Remix.run Logo
kgeist a day ago

>The model uses this internal error signal (the gradient) as a mathematical equivalent of saying, "This is unexpected and important!" This allows the Titans architecture to selectively update its long-term memory only with the most novel and context-breaking information

So one can break a model by consistently feeding it with random, highly improbable junk? Everything would be registered as a surprise and get stored, impacting future interactions

andy12_ a day ago | parent | next [-]

This is an oversimplification of what Titans does. The model performs nested learned, where the model learns during inference, and during training the model weights learn _how and what_ to learn during inference.
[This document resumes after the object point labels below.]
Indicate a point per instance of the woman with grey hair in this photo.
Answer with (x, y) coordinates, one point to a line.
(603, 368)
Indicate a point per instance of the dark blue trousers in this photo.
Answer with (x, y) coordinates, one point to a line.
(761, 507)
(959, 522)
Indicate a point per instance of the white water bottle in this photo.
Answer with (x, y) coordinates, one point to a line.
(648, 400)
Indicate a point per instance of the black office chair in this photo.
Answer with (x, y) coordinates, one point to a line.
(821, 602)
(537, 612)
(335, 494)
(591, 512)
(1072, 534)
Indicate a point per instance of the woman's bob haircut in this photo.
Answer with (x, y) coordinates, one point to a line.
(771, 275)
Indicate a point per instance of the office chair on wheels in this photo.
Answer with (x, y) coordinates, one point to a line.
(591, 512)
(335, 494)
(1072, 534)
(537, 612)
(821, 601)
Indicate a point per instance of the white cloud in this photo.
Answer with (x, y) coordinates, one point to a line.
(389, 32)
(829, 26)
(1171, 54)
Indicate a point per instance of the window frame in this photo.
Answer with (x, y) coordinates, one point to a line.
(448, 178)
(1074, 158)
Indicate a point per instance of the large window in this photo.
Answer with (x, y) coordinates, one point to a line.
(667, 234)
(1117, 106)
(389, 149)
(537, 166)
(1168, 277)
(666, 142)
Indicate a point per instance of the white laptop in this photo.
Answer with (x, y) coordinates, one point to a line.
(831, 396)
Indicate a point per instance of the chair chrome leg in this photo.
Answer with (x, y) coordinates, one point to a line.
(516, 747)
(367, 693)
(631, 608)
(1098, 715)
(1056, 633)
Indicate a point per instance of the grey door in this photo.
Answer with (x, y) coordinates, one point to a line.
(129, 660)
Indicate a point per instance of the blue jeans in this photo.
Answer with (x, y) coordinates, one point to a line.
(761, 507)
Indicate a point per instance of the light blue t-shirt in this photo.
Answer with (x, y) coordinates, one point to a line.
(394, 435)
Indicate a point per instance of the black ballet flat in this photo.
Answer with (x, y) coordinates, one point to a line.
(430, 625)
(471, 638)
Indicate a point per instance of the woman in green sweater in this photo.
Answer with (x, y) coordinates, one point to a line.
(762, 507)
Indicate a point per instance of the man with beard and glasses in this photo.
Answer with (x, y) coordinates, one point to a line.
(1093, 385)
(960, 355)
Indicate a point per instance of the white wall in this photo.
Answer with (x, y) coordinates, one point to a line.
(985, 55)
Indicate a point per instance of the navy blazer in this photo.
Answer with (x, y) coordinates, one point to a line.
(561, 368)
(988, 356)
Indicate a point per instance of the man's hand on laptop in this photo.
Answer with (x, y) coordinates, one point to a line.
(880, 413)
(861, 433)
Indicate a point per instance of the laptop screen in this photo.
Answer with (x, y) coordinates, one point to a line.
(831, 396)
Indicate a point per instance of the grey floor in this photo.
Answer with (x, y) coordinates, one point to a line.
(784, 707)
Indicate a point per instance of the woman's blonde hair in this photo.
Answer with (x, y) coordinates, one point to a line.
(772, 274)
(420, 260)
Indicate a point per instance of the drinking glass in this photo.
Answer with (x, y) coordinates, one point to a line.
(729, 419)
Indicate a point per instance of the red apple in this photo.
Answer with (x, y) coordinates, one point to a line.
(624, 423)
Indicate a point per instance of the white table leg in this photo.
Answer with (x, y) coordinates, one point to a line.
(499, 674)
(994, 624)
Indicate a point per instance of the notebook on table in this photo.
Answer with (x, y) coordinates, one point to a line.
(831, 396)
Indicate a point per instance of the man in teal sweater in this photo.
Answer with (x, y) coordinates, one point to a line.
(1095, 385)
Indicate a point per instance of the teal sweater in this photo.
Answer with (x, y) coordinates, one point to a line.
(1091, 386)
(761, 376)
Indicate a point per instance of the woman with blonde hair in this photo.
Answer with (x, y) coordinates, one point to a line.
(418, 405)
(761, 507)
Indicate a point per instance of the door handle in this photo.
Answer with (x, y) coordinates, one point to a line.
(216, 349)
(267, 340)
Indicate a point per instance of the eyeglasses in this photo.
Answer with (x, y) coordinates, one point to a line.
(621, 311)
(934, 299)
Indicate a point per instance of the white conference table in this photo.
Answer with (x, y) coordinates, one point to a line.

If the input contains junk of irrelevant information, the model most likely learned during training to assign low surprise query and key embeddings to those tokens, because learning those junk tokens would have hurt the overall ability of the model to predict subsequent next tokens (and thus, it would have had increased the training loss).

pmichaud a day ago | parent | prev | next [-]

I’m guessing that this is the first thing they thought of and the problem only exists in the superficial gloss you’re responding to?

bethekidyouwant a day ago | parent | prev | next [-]

In what world can you not always break the response of an AI by feeding it a bunch of random junk?

xnx a day ago | parent | next [-]

Indeed. In what world can you not break any tool when deliberately misusing it?

lacoolj 6 hours ago | parent [-]

BRB getting an anvil

kgeist a day ago | parent | prev | next [-]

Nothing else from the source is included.